Access to information can be made easier; barriers to obtaining the information that people need can, at least in theory, be anticipated and circumvented. But, like the chain whose ultimate strength is determined by its weakest link, access to information can be thwarted at many levels. Although non-public (commercial and otherwise) providers of information and communication services can be "good citizens" who prioritize the needs of their users, the temptation to become less civil may prove irresistible if and when the "market" suggests that uncivic behavior would result in higher revenue. In circumstances such as those, they may decide to relax their current high standards accordingly. Big web portals are, for example, becoming increasingly cooperative with the Chinese government, presumably because of the huge market which potentially exists there.

One approach to addressing this problem, an open source / public domain classification system similar to that used in the public libraries in the U.S. and other places coupled with open source, community owned and operated search engines, is simultaneously defensive and forward looking. Defensive, because it could serve as a hedge against information deprivation and commodification. Forward looking, because this approach could help usher in an exciting new wave of experimentation in the era of access to information. As the development of the Internet itself has demonstrated, the "open source" nature can help motivate and spur usage in terms of the complementary tasks of classifying information and retrieving it easily.
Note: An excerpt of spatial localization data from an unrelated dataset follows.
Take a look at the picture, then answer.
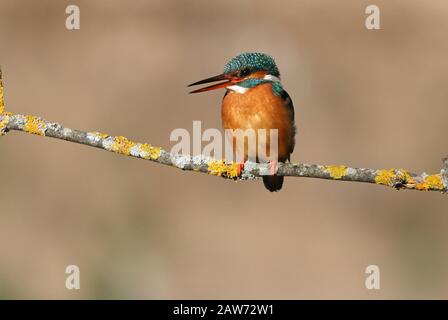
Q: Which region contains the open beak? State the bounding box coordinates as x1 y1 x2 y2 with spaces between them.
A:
188 73 235 94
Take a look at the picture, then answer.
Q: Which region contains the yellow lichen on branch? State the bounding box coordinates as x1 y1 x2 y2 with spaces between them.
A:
110 136 136 155
396 169 415 185
415 174 444 191
97 134 161 160
374 168 444 191
140 143 161 160
375 169 396 186
208 160 241 178
325 165 347 179
24 115 47 136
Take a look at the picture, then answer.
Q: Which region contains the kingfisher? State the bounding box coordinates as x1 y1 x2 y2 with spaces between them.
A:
188 52 296 192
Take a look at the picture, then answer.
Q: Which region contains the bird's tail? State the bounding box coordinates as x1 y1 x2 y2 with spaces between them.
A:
263 176 284 192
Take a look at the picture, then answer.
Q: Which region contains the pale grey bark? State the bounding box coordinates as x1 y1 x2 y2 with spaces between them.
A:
1 113 446 193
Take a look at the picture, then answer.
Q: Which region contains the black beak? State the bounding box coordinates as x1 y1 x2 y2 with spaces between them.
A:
188 73 233 93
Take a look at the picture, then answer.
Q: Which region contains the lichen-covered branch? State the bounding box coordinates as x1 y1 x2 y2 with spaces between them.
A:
1 112 446 193
0 70 446 193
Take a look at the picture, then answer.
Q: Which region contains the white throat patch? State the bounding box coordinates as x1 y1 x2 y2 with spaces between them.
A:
263 74 281 82
226 74 281 94
226 85 249 94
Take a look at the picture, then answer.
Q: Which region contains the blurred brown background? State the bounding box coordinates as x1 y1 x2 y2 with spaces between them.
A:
0 0 447 299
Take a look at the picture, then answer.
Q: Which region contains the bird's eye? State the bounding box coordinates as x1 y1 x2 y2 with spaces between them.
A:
239 68 251 77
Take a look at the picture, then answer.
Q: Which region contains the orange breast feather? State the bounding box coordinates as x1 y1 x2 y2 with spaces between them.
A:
221 83 293 162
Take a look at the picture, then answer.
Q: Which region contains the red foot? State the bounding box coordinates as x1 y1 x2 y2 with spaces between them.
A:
269 160 278 175
237 162 245 176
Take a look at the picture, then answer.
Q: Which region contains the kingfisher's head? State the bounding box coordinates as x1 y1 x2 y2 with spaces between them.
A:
188 52 281 94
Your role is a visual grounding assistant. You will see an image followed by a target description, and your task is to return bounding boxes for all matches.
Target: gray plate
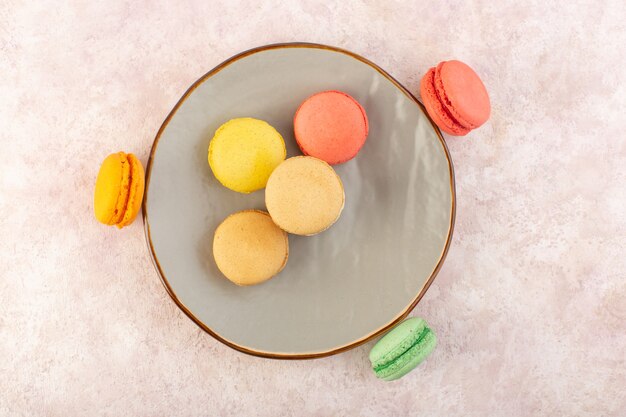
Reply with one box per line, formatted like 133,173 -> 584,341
144,43 -> 455,359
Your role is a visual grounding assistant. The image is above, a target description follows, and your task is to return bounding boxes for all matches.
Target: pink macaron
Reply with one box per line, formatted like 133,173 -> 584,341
420,60 -> 490,136
294,90 -> 369,165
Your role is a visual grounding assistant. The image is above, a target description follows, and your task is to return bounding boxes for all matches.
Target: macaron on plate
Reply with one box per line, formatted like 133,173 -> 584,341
143,43 -> 455,358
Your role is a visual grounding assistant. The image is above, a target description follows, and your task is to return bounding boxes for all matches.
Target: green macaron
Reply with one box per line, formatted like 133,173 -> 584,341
369,317 -> 437,381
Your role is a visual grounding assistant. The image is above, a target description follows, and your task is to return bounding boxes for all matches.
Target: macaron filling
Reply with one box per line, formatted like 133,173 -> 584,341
117,154 -> 143,228
372,326 -> 433,379
110,153 -> 131,225
420,68 -> 470,135
94,152 -> 146,228
429,69 -> 471,132
434,62 -> 476,130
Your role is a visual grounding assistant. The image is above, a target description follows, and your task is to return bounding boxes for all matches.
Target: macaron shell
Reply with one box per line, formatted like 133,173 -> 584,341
94,152 -> 131,225
116,153 -> 145,228
420,68 -> 470,136
369,317 -> 427,368
376,328 -> 436,381
208,118 -> 286,193
435,60 -> 490,129
213,210 -> 289,286
294,90 -> 368,165
265,156 -> 345,236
Existing classification approaches like the Dewey Decimal System also have limitations (Anglo-centrism, for example) and approaches like Dewey are not strictly speaking in the public domain (although Dewey is readily licensable). Nevertheless the Dewey system might serve as at least a partial model. Schemes that are well-known, such as the Dewey Decimal system allow everybody to communicate more quickly and with less cost. It is the open protocol nature of the Internet that has allowed and promoted easy and inexpensive ways to not only get connected, but to develop new applications that relied on the underlying, no license fee, protocols.
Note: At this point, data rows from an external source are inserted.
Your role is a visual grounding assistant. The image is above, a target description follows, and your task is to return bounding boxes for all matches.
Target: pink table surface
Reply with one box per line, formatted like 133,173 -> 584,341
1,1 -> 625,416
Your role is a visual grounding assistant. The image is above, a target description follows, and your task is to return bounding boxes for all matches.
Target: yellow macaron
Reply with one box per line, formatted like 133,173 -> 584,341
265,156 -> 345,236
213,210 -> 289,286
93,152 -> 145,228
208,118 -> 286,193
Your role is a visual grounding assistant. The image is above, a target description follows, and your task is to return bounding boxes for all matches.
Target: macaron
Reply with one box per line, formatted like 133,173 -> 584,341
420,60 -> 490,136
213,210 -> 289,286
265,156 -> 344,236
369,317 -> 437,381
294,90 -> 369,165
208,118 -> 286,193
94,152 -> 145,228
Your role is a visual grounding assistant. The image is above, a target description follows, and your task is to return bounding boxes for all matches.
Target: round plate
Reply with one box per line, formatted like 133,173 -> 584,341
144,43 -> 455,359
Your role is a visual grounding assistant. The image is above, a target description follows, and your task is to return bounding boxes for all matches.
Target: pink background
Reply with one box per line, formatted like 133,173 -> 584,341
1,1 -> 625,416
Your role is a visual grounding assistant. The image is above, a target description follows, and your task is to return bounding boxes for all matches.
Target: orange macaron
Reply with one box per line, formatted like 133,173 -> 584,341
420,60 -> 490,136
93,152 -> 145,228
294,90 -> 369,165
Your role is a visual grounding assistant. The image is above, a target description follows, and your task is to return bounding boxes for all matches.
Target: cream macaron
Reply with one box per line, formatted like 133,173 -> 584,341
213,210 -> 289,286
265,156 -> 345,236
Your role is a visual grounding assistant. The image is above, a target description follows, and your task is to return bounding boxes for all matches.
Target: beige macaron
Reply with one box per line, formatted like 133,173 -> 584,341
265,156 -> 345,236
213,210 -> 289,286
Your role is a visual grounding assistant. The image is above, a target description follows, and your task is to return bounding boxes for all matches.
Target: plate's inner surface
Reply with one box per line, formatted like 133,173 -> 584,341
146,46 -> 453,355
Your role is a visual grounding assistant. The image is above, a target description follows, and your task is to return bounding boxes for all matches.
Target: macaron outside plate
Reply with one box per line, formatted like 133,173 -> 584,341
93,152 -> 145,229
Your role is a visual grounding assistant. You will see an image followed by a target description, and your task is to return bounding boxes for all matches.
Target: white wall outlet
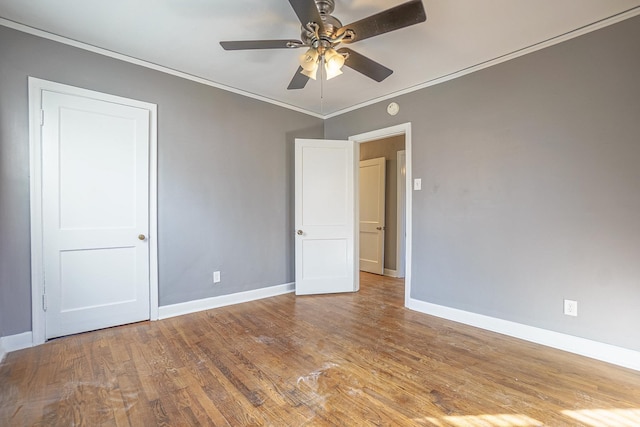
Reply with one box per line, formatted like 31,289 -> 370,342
564,299 -> 578,316
213,271 -> 221,284
413,178 -> 422,191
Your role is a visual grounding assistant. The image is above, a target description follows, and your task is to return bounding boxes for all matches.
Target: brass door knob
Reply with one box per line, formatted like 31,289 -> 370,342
138,234 -> 146,241
296,230 -> 304,235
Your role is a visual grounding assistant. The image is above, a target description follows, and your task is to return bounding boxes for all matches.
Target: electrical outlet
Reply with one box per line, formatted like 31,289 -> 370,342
564,299 -> 578,316
213,271 -> 221,284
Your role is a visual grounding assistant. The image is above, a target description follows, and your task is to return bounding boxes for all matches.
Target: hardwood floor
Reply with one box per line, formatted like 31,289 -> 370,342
1,272 -> 639,426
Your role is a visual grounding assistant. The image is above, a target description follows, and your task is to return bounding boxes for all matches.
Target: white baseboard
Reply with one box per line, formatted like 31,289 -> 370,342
383,268 -> 398,278
0,331 -> 34,361
407,298 -> 640,372
159,282 -> 295,320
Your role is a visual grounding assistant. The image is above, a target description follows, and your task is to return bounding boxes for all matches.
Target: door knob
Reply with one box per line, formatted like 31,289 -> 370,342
376,227 -> 383,230
296,230 -> 304,235
138,234 -> 146,241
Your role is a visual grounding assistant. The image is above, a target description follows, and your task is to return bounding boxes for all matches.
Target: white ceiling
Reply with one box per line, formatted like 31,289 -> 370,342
1,0 -> 639,117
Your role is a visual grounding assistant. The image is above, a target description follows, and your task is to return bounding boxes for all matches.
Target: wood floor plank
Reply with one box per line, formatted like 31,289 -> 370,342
2,272 -> 640,426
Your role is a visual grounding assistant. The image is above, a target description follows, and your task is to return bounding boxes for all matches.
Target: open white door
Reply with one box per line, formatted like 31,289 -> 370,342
295,139 -> 357,295
41,90 -> 151,339
359,157 -> 386,275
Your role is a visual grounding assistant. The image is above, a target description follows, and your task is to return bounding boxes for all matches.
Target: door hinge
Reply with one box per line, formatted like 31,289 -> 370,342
42,294 -> 47,311
40,109 -> 44,126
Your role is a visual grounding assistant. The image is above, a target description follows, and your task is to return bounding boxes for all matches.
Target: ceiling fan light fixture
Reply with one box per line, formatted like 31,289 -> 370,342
300,64 -> 319,80
324,62 -> 343,80
299,48 -> 319,71
323,48 -> 345,80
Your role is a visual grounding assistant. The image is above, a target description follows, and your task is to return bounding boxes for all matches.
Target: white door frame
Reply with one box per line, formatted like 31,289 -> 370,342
28,77 -> 159,345
349,123 -> 412,305
396,150 -> 407,279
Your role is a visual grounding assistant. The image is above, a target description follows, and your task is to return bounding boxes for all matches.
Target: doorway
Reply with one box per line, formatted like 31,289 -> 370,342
359,135 -> 406,277
350,123 -> 412,305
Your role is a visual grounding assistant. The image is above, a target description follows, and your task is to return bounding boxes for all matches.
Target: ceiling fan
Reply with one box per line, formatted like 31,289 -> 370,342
220,0 -> 427,89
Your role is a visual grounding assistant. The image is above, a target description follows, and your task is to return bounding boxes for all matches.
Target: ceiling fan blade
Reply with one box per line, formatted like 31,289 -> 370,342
287,66 -> 310,90
288,0 -> 324,32
338,0 -> 427,44
338,48 -> 393,82
220,40 -> 303,50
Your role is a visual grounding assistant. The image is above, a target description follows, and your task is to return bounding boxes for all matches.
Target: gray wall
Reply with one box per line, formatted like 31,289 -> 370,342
0,25 -> 323,335
360,135 -> 405,271
326,16 -> 640,352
Computing and the potentially ubiquitous availability of online environments provide intriguing possibilities that older approaches didn't need or anticipate. The Dewey Decimal system, for example, tacitly assumes a physical arrangement of books — the code assigned by the librarian or technicians using the system declares both the book's classification and the location it will occupy in the library. Although having a single value is not without advantages, an online environment opens the door for multiple tags for a single web page — or for finer-grained elements (a paragraph, for example, on a web page or the results of a database query) or, broader-grained collections of elements. A federated collection of link servers (Poltrock and Schuler, 1995) could assist in this.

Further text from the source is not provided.